Non è nato solo per quelli che avranno il coraggio, la forza, la convinzione di bussare a una porta. No, Gesù è nato per tutti coloro che si avvicinano, che vedono e che scelgono di accoglierlo. Ecco allora il segno importante del nostro presepe che ha il cuore nel suo centro, il bambino, in una capanna aperta, accogliente, dove tutti, proprio tutti, pastori, animali, persone che vivono varie condizioni, convergono con il loro sguardo, con il loro camminare, con il loro andare.
Il Natale davvero è una una realtà aperta per tutti, tutti possono vivere il Natale. Anche noi, ogni anno, siamo messi di fronte a questa realtà. Ogni anno siamo di fronte a questo bambino: Gesù è nato, Gesù è con noi. Facendo memoria del Natale, per noi si rinnova il nostro metterci di fronte a questo volto nuovo, volto che incarna la Parola di Dio, che incarna l’amore di Dio per noi.

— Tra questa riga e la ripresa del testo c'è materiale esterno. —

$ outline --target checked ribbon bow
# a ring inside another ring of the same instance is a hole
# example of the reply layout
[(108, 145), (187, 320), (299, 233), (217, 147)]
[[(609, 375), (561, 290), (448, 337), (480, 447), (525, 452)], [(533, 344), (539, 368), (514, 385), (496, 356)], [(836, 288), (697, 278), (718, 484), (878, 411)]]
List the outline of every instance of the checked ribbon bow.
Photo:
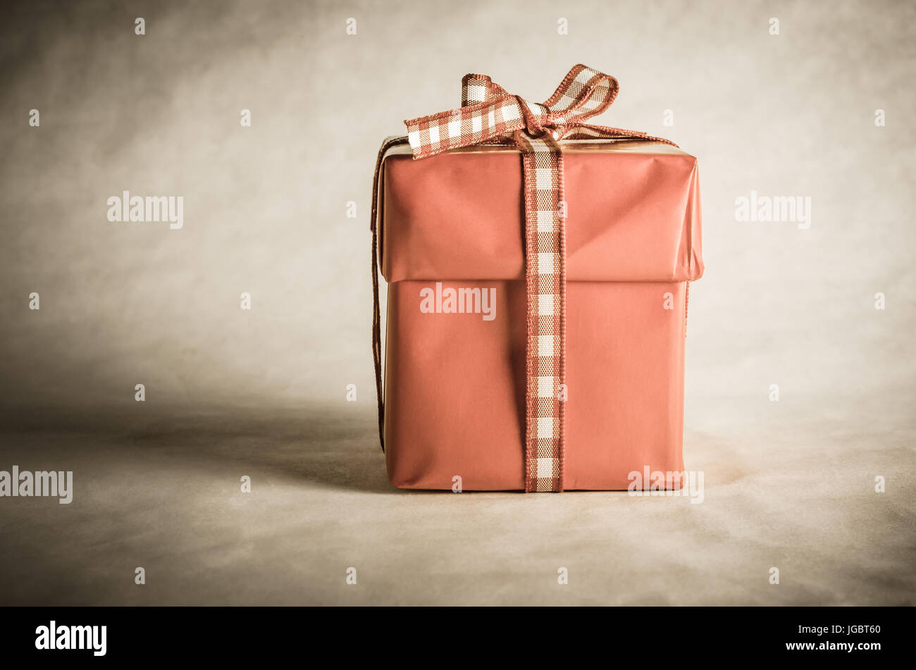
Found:
[[(405, 121), (414, 158), (480, 144), (515, 144), (522, 155), (525, 202), (526, 354), (525, 491), (562, 491), (566, 399), (566, 203), (563, 200), (563, 139), (642, 138), (673, 144), (645, 133), (583, 122), (606, 110), (617, 81), (576, 65), (543, 103), (507, 92), (486, 75), (462, 80), (462, 106)], [(403, 138), (395, 140), (403, 143)], [(376, 163), (376, 184), (383, 146)], [(373, 203), (377, 194), (373, 197)], [(379, 433), (384, 448), (380, 335), (373, 226), (376, 300), (373, 347), (378, 392)]]

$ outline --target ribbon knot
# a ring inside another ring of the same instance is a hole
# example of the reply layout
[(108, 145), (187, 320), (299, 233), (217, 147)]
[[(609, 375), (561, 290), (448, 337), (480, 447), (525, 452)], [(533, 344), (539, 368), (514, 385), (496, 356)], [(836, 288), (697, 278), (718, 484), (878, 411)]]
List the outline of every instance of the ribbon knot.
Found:
[(513, 95), (485, 74), (462, 80), (462, 106), (405, 121), (415, 158), (481, 144), (507, 144), (523, 131), (529, 138), (643, 138), (673, 144), (645, 133), (584, 122), (605, 112), (617, 96), (614, 77), (576, 65), (543, 103)]

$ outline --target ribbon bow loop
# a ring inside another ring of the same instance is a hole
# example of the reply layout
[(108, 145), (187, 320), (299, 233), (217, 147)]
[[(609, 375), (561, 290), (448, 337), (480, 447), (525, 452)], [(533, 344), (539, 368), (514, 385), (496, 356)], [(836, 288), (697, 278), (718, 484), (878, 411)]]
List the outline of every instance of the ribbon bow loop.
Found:
[[(544, 103), (529, 103), (512, 95), (485, 74), (462, 79), (462, 106), (431, 116), (405, 121), (415, 158), (499, 140), (518, 131), (537, 138), (548, 131), (554, 140), (577, 129), (606, 110), (617, 95), (617, 81), (584, 65), (576, 65)], [(610, 129), (616, 131), (616, 129)], [(619, 136), (593, 129), (587, 136)], [(632, 134), (641, 136), (641, 133)]]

L’augurio più bello e importante che possiamo farci in questa giornata è quello di saper accogliere questo bambino nella nostra vita. Saper accogliere quello che Gesù è per noi e vuole essere per noi: è il nostro Salvatore! È una parola da leggersi non soltanto in questi giorni. È davvero la nostra luce, ci dice il Vangelo, ma lo è davvero? Lo è se noi accogliamo questo bambino tante volte, magari anche con sorpresa e, in qualche modo, ci rivolgiamo a Dio chiedendoci dov’è e come mai non interviene come vorremmo noi.
Ma questo bambino che è nato per noi, lo abbiamo accolto nella nostra vita? Come si accoglie un bambino che ha bisogno prima di tutto di essere amato, curato, con attenzione, con vicinanza? Abbiamo accolto davvero il messaggio di un Dio che non è lontano, che non è un soldato, che vuole soltanto metterci addosso violenza e oppressione, ma al contrario è uno che viene e con le sue braccia allargate e vuole farci sentire prima di tutto la dolcezza del suo amore per noi? I pastori, come i Magi, come tutti quelli che si sono avvicinati a quella capanna, poi se ne sono tornati a casa. Auguriamoci fin d’ora che anche noi, oggi che ci fermeremo di fronte a questa immagine, a questa capanna dove giace quel bambino, di tornare a casa, come fecero i Magi, per un’altra via, nella convinzione che possiamo davvero dare un volto nuovo al nostro camminare, al nostro vivere, tanto quanto accoglieremo sempre di più per noi e in noi questo bambino che è davvero il nostro Salvatore!